Ms Simms hit out at the fact there is not a single full-time High Court black judge and only one part-time Asian High Court judge — adding that there are very few BME district judges who deal with these kinds of cases.

“There is also massive underrepresentation from ethic minorities among solicitors and barristers,” she added. “Women from BME backgrounds are viewed as an outside dangerous force.”

Frontline service providers have frequently warned women in prison are often victims of much more serious offences than the ones they have been convicted of.

The View is keen to shine a light on the issues BME women experience within the criminal justice system and how having previously suffered abuse can compound those problems.

The campaign group is also demanding trauma-informed training for criminal justice staff and improved training for the College of Policing and the Judicial College on top of full pre-sentencing reports where abuse has been a key element of the offence.

Campaigners are calling for colour-blind crime reports from the police to go to the Crown Prosecution Service (CPS) with no names or details of race to eradicate chances of unconscious bias. They are also demanding an overhaul of the National Probation Service — arguing disproportionate numbers of BME and foreign national women are being recalled by probation staff due to workers being oblivious to the cultural issues that can impact compliance.

The View argues the domestic abuse bill, currently in its final scrutiny stages in parliament, overlooks the experiences of both BME women and female prisoners.
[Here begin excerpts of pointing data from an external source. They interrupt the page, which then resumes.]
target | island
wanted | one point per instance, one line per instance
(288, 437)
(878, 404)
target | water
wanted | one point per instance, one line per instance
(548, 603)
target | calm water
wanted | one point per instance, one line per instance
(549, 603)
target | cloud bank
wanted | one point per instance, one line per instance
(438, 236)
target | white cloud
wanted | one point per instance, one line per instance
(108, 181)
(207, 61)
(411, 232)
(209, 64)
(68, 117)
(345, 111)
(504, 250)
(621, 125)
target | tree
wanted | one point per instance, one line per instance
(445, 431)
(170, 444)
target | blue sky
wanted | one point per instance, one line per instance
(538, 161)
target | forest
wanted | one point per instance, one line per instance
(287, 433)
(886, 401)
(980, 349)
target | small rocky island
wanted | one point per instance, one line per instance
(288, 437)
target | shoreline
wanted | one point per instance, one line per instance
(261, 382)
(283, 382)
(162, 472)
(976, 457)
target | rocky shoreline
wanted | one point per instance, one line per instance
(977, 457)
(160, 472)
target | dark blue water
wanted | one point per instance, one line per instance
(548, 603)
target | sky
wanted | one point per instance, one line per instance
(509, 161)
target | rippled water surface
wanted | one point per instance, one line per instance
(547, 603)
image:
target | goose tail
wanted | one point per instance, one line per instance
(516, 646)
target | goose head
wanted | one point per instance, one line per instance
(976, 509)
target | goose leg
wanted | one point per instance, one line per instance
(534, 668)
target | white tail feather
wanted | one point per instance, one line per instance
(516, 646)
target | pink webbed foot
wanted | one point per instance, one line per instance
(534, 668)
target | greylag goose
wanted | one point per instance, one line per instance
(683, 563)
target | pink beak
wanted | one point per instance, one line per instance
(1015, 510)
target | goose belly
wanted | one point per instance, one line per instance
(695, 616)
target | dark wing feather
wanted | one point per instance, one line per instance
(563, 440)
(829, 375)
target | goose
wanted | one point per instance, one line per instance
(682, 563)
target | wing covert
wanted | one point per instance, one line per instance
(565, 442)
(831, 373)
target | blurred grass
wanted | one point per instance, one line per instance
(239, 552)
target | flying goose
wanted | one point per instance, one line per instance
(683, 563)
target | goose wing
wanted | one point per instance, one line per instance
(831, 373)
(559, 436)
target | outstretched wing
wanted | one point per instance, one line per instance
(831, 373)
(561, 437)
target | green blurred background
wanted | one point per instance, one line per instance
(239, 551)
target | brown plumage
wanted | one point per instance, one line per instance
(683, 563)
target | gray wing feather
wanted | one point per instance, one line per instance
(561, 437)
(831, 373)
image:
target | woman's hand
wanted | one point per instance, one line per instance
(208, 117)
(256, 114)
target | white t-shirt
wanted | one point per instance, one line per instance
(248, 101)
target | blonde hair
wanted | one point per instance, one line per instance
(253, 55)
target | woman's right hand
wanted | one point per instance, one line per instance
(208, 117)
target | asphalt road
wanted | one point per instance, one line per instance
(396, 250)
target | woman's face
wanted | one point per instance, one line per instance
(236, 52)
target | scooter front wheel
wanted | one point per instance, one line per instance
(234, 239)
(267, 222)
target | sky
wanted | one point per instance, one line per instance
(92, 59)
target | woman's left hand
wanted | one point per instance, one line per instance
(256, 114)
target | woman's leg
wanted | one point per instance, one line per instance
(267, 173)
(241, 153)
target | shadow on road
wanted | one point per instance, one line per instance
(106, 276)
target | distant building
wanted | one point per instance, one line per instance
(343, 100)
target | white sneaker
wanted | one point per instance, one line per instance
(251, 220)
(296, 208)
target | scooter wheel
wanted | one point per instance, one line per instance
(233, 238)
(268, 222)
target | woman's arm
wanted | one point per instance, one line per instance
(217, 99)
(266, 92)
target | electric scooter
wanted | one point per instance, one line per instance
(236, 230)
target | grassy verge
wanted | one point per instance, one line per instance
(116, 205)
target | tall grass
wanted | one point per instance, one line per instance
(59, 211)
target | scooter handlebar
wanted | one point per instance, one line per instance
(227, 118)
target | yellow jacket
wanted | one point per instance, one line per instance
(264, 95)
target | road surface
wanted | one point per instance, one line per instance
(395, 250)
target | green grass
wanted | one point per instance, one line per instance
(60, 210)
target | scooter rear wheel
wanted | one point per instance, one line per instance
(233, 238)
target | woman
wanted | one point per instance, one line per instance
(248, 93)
The organisation is still looking to speak to imprisoned women and those on licence in the community, especially who are from minority ethnic backgrounds, who have suffered domestic or sexual abuse.

Jemima Olchawski, chief executive of Agenda, a charity that campaigns for women and girls at risk, told The Independent: “Women from black, Asian and minority ethnic backgrounds experience abuse in distinct and often disproportionate ways. Yet too often their experiences and needs are not listened to, understood or responded to appropriately.

“Without support they can face issues like mental health problems, they may use drugs and alcohol to cope, which can, in turn, can result in them becoming homeless or involved in the criminal justice system.

“Black women, in particular, are disproportionately likely to get a custodial sentence for offences. Throughout the justice system, women from black, Asian and minority ethnic backgrounds face further disadvantage and discrimination – compounding their experiences of trauma. We also believe that, more broadly, public service staff should be trained to ask them about abuse and help them find appropriate support – and that this training should draw on the expertise of service providers run by and for women in these communities.”